The problem with anachronisms is that I feel like I've been sailing along, and suddenly a wave comes and dumps me out of the boat.


message 40: by Abigail (new)

Abigail Sharpe (abigailsharpe) | 2010 comments Oh, I hate that, too! Like zippers and matches before they existed.

I once read a book that took place in Boston. One of the characters said something like, "grits are a perfect meal any time of day." I had never even HEARD of grits until I moved to Florida!


message 41: by Penelope (new)

Penelope Marzec (penelopemarzec) | 10 comments I live in NJ and I never tasted grits until we traveled in the south. :^) I heard of them though.

It's tough writing historicals. I have a great book--English Through the Ages, which is helpful. Dictionary.com always lists the date the words appeared in the language, too.


message 42: by Ute (new)

Ute Carbone (widldwords) | 104 comments I love this thread. Great points,I can't disagree with any of them. And am worried that I've done all these dumb things in my books, LOL

I'm from the part of New York state that isn't New York City, which is commonly known as upstate New York. I read a book set there where the characters kept calling it upper state New York. Totally ruined the book for me.


message 43: by Pamela(AllHoney), Fairy Godmother (last edited Mar 23, 2013 10:18AM) (new)

Pamela(AllHoney) (pamelap) | 14526 comments One of the reasons I won't write is I'm too much a perfectionist when it comes to something like that. I've made up stories in my mind and then tore them down because I felt they were not feasible. Not realistic enough. Or because I'm not familiar with the culture or laws, etc... and I'm too lazy to do any real research.

I really applaud those of you who do write, though!


message 44: by Lisa Kay, Tinker Bell (new)

Lisa Kay (lisakayalicemaria) | 21897 comments Yes, and do the research.


message 45: by Abigail (new)

Abigail Sharpe (abigailsharpe) | 2010 comments Upper state! I love it!

One book said Louisiana had counties. It has parishes.

Pamela, yeah, writing can be scary. But it's also fun! Write something down and don't think about it. My first drafts are AWFUL. If I stopped to make them right, I'd never finish a book!


message 46: by Pamela(AllHoney), Fairy Godmother (new)

Pamela(AllHoney) (pamelap) | 14526 comments If I were to ever break down and write I'd probably do fantasy and that way anything goes. hehehehehe


message 47: by Giulia (new)

Giulia | 1756 comments You guys are hysterical.
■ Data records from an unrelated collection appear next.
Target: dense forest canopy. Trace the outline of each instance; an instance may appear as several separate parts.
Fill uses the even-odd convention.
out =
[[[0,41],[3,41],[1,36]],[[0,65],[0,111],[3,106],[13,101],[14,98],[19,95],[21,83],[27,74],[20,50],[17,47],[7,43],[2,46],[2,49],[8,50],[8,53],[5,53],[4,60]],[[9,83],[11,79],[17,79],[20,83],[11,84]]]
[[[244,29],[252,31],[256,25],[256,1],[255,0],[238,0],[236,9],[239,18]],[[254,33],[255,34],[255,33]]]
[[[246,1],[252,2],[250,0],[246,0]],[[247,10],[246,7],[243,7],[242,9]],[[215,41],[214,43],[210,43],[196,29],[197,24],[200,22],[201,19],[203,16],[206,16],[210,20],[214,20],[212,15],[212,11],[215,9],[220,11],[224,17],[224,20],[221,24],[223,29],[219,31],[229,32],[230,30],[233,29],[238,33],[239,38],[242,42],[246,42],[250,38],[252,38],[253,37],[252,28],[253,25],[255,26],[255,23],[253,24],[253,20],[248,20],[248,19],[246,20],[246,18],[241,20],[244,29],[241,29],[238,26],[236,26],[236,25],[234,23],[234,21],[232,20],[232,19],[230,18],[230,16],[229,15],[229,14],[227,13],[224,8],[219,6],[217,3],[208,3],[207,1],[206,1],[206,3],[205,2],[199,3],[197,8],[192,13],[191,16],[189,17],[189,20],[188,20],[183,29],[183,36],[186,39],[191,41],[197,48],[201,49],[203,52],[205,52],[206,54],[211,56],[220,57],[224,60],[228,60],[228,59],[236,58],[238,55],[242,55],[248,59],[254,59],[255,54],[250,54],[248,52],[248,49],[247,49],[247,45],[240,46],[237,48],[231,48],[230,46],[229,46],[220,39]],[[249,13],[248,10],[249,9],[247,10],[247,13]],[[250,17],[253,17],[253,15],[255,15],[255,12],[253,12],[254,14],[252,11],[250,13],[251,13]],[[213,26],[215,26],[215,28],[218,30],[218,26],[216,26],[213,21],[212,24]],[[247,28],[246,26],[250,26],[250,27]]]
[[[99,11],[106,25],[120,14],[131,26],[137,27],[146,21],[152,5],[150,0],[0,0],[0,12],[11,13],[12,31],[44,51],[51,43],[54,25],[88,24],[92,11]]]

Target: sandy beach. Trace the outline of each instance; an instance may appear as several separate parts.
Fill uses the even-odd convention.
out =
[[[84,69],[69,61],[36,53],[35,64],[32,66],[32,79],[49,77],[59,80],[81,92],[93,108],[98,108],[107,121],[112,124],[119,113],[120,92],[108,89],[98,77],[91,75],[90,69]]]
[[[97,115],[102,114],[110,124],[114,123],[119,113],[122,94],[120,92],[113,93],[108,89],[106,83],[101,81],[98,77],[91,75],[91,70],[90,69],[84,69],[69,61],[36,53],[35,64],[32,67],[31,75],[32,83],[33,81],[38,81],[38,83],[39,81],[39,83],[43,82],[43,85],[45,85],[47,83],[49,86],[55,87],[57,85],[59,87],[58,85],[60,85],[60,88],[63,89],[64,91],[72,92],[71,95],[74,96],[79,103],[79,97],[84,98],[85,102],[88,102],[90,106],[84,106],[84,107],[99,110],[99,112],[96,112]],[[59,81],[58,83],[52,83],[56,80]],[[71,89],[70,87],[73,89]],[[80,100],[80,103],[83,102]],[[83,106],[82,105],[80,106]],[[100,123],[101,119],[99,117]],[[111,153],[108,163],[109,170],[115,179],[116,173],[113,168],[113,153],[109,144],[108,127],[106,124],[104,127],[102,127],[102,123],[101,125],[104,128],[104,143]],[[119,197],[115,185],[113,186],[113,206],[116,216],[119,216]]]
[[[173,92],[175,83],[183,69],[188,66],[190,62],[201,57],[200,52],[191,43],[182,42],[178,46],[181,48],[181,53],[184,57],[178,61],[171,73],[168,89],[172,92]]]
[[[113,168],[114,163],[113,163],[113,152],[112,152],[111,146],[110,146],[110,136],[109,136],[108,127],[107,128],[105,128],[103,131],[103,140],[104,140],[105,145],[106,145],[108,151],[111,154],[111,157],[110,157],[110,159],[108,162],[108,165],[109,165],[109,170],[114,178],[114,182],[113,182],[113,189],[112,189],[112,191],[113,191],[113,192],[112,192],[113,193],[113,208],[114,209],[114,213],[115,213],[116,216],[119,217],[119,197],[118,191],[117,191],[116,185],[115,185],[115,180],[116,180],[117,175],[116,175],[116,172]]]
Purple prose and wandering storylines are at the top of my list of things that ruin a book for me. I rather enjoy dialogue, I find it pushes the plot along if used correctly, but I don't like it when it's purposeless.


Lisa - (Aussie Girl) | 13013 comments I noticed a similar thing to Ute's post when reading the first Night Huntress books by Jeaniene Frost. She kept on calling the penal colony in Australia where her character Bones had been sent as "South Wales" when in actual fact its "New South Wales" which is still the state of Australia where I live. It didn't ruin the book because its great I just bristled a bit everytime it was mentioned. Funny enough, someone must have pointed it out to the author because in later books it was corrected.


message 49: by Lisa Kay, Tinker Bell (new)

Lisa Kay (lisakayalicemaria) | 21897 comments **snortsnort**


Lisa - (Aussie Girl) | 13013 comments BamaGal wrote: "Hey, Lisa; it could always be worse. She could have referred to it as a 'Penile' Colony... :)"

Well, with the ratio of men to women something like 60 to 1, if the shoe fits.....LOL.